Other Nations Resist U.S. Delay in Phasing out Ozone-Damaging Chemical
WASHINGTON - U.S. farmers who grow tomatoes and strawberries might have to cut back more than they planned on the use of an ozone-depleting pesticide.
Negotiators for an international treaty to phase out chemicals that harm the Earth's protective ozone layer are balking at the continued delay the United States sought in meeting the 1987 treaty's goal for a 2005 ban on methyl bromide.
The situation adds uncertainty for U.S. farmers' plans for the planting seasons and crop income. The chemical also helps control pests in wooden pallets used by shippers.
The treaty allows for "critical use" exemptions, and the Bush administration has asked for one for a second year in a row. This time it wants to use the popular killer of insects, weeds and diseases at a rate of 37 percent, or 5,550 tons, of the 15,000 tons used in 1991.
Other nations want the U.S. request scaled back to 27 percent, or 4,050 tons.

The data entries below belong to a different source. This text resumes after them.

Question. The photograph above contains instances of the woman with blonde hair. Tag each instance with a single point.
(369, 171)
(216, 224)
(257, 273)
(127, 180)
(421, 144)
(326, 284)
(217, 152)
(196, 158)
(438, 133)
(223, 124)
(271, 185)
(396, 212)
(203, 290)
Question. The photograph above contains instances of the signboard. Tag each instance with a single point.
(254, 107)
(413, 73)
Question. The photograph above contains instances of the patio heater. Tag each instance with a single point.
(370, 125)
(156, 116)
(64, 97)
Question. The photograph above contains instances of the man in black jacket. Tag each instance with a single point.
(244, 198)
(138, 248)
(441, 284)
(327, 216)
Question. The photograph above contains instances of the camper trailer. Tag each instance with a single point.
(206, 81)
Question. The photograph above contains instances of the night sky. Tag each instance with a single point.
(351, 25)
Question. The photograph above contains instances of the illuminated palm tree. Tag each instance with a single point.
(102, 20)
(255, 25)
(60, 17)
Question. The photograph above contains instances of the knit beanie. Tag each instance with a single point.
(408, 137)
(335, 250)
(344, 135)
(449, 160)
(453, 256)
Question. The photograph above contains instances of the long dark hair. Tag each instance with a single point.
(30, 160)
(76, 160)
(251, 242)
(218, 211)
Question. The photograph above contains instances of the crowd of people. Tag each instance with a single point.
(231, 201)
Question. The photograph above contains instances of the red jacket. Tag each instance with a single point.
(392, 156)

"All the parties want to get to zero but we're obviously not quite ready to do that yet," Claudia McMurray, deputy assistant secretary of state for environment, said Tuesday by telephone from Prague, Czech Republic, where negotiations were being held this week.
Last year, the United States won an exemption at a rate of 35 percent of its 1991 baseline. Among all nations, the United States was using nearly two-fifths of the 38,600 tons of the pesticide used worldwide in 1991. Others nations also have requested exemptions.
"We've already come way down in our methyl bromide use," McMurray said. Government figures put U.S. consumption at 6,300 tons in 2002.
The Natural Resources Defense Council, an environmental group, says the administration is promoting "industry-friendly increases" in the chemical's use. But McMurray denied the administration was catering to industry.
Some 183 countries, including the United States, signed the United Nations' 1987 Montreal Protocol on Substances that Deplete the Ozone Layer.